The surprise was that he would go public now. Conventional thinking in such cases says the speaker should plunge ahead to remain credible as a fund-raising magnet and to avoid showing any weakness or loss of confidence in the face of a looming electoral backlash — see J. Dennis Hastert, Republican speaker, 2006.
Mr. Ryan acknowledged that the way he was doing things was not the way things are usually done.
“Some of you wonder why I just can’t do the normal politician thing, which is to run and then retire after the election,” Mr. Ryan said. “That is what I’m told is the politically shrewd thing to do. I considered that. But just as my conscience is what got me to take this job in the first place, my conscience could not handle going out that way.” Mr. Ryan said he pledged to serve his constituents honestly, “and for me to ask them to vote to re-elect me, knowing that I wasn’t going to stay, is not being honest.”
Mr. Ryan’s constituents, however, are not the only ones potentially being spared. His choice to leave the House voluntarily at 48 gives him a chance to limit his culpability for a potential loss of the majority or face its consequences, possibly leaving him viable for a future political run.
“It gives him a chance to spend time with his kids, make some money, and then he will be in his mid-50s and can run for president, if that’s what he wants to do,” said Representative Peter T. King, Republican of New York.
Whether that is what he wants to do is unknown at the moment. During his remarks to the news media, the speaker said he intended to keep pursuing policy ideas that he favored, such as reshaping big social programs.
In listing the “two greatest honors” of his life, he mentioned being elected as speaker and serving as a husband and father. His run for vice president on the national Republican ticket in 2012 never came up. Instead, there was talk around Washington of Mr.
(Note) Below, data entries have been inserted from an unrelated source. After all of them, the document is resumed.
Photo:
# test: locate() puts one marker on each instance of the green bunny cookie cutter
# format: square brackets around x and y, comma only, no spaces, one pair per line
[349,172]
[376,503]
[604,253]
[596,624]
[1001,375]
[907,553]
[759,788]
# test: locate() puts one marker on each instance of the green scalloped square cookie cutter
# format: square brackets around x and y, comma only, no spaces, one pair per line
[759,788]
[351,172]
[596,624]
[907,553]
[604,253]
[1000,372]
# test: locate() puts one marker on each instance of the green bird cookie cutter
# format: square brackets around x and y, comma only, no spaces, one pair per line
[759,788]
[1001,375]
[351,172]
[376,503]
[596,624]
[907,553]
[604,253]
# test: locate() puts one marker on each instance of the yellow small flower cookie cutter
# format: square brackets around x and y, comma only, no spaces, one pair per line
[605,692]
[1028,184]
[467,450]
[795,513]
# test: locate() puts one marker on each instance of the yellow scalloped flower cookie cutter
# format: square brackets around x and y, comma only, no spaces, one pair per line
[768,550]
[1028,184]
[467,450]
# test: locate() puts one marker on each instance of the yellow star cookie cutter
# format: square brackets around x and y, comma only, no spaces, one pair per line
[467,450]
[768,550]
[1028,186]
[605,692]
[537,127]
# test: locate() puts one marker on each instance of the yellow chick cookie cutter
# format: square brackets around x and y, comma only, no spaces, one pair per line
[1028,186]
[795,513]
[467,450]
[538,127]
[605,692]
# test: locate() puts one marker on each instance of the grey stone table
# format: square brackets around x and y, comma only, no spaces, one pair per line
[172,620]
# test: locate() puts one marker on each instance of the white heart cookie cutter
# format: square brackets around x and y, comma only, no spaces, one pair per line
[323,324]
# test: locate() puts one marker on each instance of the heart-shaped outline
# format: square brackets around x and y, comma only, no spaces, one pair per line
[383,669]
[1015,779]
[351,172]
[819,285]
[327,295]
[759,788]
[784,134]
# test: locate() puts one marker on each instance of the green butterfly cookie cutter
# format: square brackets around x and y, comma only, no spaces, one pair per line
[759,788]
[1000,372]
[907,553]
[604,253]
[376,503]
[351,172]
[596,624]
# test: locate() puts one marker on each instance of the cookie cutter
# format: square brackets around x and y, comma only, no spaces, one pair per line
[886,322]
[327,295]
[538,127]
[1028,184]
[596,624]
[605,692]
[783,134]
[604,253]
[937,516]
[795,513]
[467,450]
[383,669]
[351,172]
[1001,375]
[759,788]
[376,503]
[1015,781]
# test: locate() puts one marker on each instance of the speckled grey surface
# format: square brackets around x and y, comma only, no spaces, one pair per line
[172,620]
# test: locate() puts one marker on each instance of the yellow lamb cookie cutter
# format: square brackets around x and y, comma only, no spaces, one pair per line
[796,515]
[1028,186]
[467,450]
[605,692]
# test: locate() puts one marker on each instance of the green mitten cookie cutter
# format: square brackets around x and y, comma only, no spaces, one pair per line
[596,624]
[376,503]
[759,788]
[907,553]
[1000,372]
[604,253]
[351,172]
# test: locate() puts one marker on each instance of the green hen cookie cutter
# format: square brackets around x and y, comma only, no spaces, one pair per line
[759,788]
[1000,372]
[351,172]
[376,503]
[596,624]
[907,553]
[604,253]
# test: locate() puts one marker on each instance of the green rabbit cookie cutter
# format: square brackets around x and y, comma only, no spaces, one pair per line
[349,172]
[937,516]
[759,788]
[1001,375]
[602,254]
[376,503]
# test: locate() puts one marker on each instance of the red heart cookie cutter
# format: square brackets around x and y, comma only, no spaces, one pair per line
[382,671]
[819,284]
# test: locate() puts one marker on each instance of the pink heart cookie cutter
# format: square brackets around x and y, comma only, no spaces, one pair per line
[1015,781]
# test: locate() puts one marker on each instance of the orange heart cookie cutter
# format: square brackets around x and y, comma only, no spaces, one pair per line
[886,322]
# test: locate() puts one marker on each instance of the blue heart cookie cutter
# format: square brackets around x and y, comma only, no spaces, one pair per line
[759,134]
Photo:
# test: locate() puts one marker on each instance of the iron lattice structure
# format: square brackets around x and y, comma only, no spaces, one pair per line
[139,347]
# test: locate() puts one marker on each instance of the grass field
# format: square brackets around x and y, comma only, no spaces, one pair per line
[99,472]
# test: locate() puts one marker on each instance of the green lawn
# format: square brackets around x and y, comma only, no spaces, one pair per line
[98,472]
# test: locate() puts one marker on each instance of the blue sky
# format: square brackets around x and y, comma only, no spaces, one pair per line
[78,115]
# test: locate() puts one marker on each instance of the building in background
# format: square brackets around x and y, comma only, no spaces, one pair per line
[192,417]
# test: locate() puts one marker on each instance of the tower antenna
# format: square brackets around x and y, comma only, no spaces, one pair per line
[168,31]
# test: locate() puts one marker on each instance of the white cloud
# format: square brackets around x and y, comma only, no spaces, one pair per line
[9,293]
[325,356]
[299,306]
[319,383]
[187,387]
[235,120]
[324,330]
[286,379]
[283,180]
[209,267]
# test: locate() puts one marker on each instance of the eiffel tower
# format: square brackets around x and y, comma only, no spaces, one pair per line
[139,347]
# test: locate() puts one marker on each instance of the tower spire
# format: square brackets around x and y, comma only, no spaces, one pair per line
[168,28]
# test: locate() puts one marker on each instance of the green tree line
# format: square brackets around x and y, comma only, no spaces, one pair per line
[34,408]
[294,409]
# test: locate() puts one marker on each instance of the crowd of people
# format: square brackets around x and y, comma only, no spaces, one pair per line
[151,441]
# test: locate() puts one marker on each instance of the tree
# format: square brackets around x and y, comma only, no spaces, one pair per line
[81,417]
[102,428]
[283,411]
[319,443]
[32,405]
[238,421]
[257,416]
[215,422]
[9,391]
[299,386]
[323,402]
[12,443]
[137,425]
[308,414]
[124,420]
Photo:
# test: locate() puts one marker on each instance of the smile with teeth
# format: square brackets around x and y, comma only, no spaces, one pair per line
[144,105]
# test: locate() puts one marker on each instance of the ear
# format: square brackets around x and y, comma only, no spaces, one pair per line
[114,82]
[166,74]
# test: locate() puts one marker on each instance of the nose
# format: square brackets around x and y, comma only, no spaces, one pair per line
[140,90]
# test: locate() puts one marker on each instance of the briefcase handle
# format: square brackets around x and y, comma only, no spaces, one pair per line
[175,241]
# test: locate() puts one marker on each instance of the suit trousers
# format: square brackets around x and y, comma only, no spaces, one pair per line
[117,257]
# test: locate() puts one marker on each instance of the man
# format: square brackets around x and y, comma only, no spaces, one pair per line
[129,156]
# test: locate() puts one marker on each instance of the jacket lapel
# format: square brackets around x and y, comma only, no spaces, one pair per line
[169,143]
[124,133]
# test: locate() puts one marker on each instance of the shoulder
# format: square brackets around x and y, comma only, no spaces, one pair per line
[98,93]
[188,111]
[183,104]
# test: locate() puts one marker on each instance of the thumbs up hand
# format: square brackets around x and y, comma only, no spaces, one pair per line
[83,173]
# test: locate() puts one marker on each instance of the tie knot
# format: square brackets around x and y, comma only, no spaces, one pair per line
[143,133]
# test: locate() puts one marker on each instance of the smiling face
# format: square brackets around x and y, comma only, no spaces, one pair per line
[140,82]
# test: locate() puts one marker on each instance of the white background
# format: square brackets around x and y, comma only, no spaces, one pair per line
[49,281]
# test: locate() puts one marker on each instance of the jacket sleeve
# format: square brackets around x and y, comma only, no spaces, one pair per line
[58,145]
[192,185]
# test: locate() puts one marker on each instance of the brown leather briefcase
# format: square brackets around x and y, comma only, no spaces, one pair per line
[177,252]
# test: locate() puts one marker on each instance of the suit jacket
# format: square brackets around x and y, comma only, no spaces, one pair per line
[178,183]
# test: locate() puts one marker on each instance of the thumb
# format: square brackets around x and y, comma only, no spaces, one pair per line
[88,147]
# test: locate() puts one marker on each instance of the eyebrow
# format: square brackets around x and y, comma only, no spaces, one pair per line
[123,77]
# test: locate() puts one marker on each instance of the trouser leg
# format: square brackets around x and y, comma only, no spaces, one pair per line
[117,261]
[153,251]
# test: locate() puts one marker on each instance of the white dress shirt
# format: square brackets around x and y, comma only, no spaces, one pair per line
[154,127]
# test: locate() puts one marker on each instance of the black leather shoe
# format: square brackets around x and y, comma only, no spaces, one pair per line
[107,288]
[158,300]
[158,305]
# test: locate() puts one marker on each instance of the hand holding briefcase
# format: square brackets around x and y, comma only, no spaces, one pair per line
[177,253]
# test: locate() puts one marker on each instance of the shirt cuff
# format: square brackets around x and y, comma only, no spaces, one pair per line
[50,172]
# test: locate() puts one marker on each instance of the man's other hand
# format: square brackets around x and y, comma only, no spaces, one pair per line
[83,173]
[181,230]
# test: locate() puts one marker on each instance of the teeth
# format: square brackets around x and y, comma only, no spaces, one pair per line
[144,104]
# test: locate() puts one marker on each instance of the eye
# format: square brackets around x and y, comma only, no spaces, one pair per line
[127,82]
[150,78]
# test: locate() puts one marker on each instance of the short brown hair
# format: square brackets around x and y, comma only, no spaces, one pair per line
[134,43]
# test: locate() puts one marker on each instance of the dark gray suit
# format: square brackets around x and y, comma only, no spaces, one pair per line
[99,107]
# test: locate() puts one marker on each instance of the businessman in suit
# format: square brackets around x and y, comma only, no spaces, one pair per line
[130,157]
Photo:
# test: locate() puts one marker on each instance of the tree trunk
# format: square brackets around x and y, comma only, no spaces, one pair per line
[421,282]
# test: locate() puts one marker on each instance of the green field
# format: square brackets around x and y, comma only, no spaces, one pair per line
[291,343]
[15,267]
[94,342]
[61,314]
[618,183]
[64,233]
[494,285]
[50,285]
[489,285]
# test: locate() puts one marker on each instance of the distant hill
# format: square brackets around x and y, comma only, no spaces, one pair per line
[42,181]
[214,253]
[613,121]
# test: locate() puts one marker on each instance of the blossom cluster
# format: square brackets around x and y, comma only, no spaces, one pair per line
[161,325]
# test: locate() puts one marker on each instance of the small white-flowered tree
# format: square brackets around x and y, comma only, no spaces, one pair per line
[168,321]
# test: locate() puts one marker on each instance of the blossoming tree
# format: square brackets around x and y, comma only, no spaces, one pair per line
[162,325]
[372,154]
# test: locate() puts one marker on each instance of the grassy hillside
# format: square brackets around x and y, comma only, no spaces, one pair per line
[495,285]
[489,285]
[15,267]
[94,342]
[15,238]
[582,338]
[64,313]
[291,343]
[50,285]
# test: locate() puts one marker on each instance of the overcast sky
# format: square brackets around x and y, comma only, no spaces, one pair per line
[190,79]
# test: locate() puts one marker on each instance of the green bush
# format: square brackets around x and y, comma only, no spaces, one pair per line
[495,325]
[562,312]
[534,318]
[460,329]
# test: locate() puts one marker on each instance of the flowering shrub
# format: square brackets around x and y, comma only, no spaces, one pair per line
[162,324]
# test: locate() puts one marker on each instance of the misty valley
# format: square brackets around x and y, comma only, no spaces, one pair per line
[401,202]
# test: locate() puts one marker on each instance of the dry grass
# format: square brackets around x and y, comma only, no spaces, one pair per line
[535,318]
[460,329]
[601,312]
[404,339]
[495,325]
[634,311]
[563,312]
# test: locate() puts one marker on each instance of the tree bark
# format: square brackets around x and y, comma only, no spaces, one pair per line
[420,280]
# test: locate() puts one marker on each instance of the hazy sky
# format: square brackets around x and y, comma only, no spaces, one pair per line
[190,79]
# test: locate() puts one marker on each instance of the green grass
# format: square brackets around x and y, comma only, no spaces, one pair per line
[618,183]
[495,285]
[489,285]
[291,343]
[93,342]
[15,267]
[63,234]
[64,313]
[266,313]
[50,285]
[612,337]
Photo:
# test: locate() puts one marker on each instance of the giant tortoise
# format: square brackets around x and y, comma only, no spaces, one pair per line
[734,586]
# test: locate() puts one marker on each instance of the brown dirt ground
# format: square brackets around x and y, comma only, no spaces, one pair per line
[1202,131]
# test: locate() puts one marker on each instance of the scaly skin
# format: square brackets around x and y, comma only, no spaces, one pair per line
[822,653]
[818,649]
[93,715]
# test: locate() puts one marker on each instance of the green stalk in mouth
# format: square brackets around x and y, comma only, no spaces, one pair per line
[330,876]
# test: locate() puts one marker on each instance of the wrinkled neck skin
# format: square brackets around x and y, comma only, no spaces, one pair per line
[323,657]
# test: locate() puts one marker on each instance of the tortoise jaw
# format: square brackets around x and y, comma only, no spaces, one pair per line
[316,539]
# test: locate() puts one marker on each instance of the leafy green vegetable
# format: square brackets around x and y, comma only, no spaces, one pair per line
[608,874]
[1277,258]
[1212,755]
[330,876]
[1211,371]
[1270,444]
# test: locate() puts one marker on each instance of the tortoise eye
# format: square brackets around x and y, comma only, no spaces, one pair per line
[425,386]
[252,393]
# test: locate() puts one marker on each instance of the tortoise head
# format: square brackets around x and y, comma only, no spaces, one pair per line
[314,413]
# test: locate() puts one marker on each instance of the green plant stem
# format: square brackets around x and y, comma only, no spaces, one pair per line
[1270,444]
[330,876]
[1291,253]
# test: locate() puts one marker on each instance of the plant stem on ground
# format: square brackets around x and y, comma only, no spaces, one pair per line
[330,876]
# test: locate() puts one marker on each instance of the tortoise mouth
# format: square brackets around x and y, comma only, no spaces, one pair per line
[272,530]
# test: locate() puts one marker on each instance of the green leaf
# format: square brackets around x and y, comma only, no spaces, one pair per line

Ryan leading some kind of major Washington advocacy group or think tank. He later told CNN that he had no intention of running for the White House.
Should he enter national politics again, Mr. Ryan’s legacy in the House will no doubt be an issue. He was a champion of fiscal responsibility who will be leaving behind huge deficits piling up under full Republican control of Congress and the White House. He pushed through a long-sought tax overhaul that he celebrated again Wednesday. But one of his chief goals — simplification of the tax code by reducing an array of deductions — was watered down in the final negotiations as Republicans hunted for votes for passage.
The explosion in red ink has become such a political albatross that House Republicans set a vote for Thursday on a balanced-budget amendment to the Constitution in an attempt to demonstrate that they are serious about fiscal discipline despite their recent actions. The measure was widely ridiculed in Washington.
Mr. Ryan acknowledged his disappointment at failing to get the federal fiscal house in order, but he took some solace in the fact that he had at least “normalized” the idea of trying to rein in spending on politically charged programs such as Social Security and Medicare.
Mr. Ryan’s desire to spend more time with his children is no doubt sincere — he was a teenager when his own father died — and he is known for regularly attending their sporting events in Janesville, Wis.
As for his effect on the midterms, he said he did not believe anyone’s race was “going to hinge on whether Paul Ryan’s speaker or not.” He didn’t blame Mr. Trump for driving him out, and instead credited him for helping Republicans enact tax changes.
But just a few years ago, Mr. Ryan was hailed as the bright future of Republicans. Now he is on his way out, and the future of the House Republicans he is leaving behind is not so bright.